THE DEVIN TOWNSEND TUNING
Devin Townsend is one of my favourite guitarists, because when you strip it right back, he streamlined his guitar approach to get the maximum possible sonic depth and harmonic sophistication with minimal technicality.
His favoured Open C tuning makes it possible to play some really, really tricky stuff without having to take his mind away from singing like a metal god. This Open C tuning (C, G, C, G, C, E) is broad in pitch, and even more broad in possibilities.
A while ago in an interview, I asked Townsend to explain his approach to the guitar and this tuning, and he summed it up thusly: “What do I see the guitar as? Well, I see it as a bunch of things. I see it as a tool. I see it as a weapon. I see it as a bunch of blocks. I see it as a bunch of patterns. I see it as a bunch of baggage as well.
“And because I’ve been in this weird tuning for so long, I see it almost exclusively as a writing tool, as opposed to anything else. Inevitably, someone will put a guitar in your hands and be like, ‘Well, play something.’ But I use it to write songs, y’know? I’m a guitar player, of course.
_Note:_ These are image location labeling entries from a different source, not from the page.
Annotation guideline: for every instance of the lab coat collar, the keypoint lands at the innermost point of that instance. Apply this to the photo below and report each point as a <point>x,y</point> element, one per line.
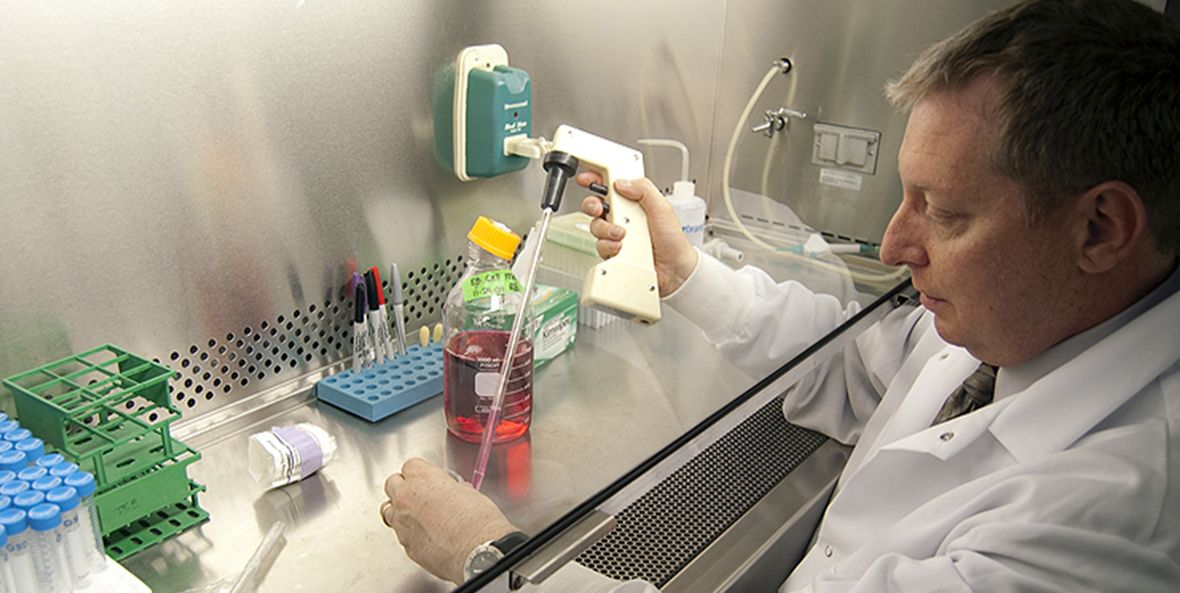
<point>1051,413</point>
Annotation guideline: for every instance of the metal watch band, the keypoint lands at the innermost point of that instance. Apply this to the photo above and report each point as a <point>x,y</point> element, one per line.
<point>511,541</point>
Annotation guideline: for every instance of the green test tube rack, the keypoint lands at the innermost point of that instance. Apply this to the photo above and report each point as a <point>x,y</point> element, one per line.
<point>109,412</point>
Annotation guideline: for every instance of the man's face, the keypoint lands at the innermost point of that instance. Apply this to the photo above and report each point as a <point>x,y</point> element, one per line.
<point>994,281</point>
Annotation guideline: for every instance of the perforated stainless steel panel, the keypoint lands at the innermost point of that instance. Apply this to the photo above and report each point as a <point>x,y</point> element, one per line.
<point>662,531</point>
<point>290,344</point>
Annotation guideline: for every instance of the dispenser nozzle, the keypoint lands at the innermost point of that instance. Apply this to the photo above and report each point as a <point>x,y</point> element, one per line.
<point>561,167</point>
“I saw an interview with Steven Wilson where he’s like, ‘I’m not a guitar player,’ but I mean, he is a guitar player! I’m a guitar player. I love the guitar. But I agree with him in the sense that I’m not a guitar player in the way of my identity being invested in my ability to do things on it.
“I’ve got a certain capacity for technique that allows me to articulate pretty much anything that comes into my head, and a lot of the things that come into my head are rarely the types of things that require acrobatics. But when people put a guitar in my hand and they’re like, ‘Solo!’ what am I supposed to do?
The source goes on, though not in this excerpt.